The bond market is pointing to the highest mortgage rate since October 2008.
This would be the highest discount variable mortgage rate since October 2008 and comes at a time when household and mortgage debt in Australia has never been higher:

Australian household and mortgage debt has never been higher.
The impact on mortgage holders of the bond market OCR forecasts is shown in the table below. A household with an average discount variable mortgage would see their mortgage payments increase by 57% compared to their level before the April 2022 tightening:

Australian mortgage repayments would climb 57% according to bond market forecasts.
For a household with a $500,000 mortgage, this would represent a whopping $1,265 increase in monthly mortgage payments.

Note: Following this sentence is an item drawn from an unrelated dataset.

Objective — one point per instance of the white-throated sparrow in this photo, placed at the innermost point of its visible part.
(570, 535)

Thousands of Australian households would be forced into severe mortgage stress as property prices plummet.
The Australian economy would also be plunged into a deep recession as household consumption, the main driver of economic growth, would contract sharply, as households would have far less disposable income to spend.
For these reasons, we should all hope that the bond market gets it wrong and that the RBA doesn’t raise rates so aggressively.
Otherwise, households and the economy face Armageddon interest rates.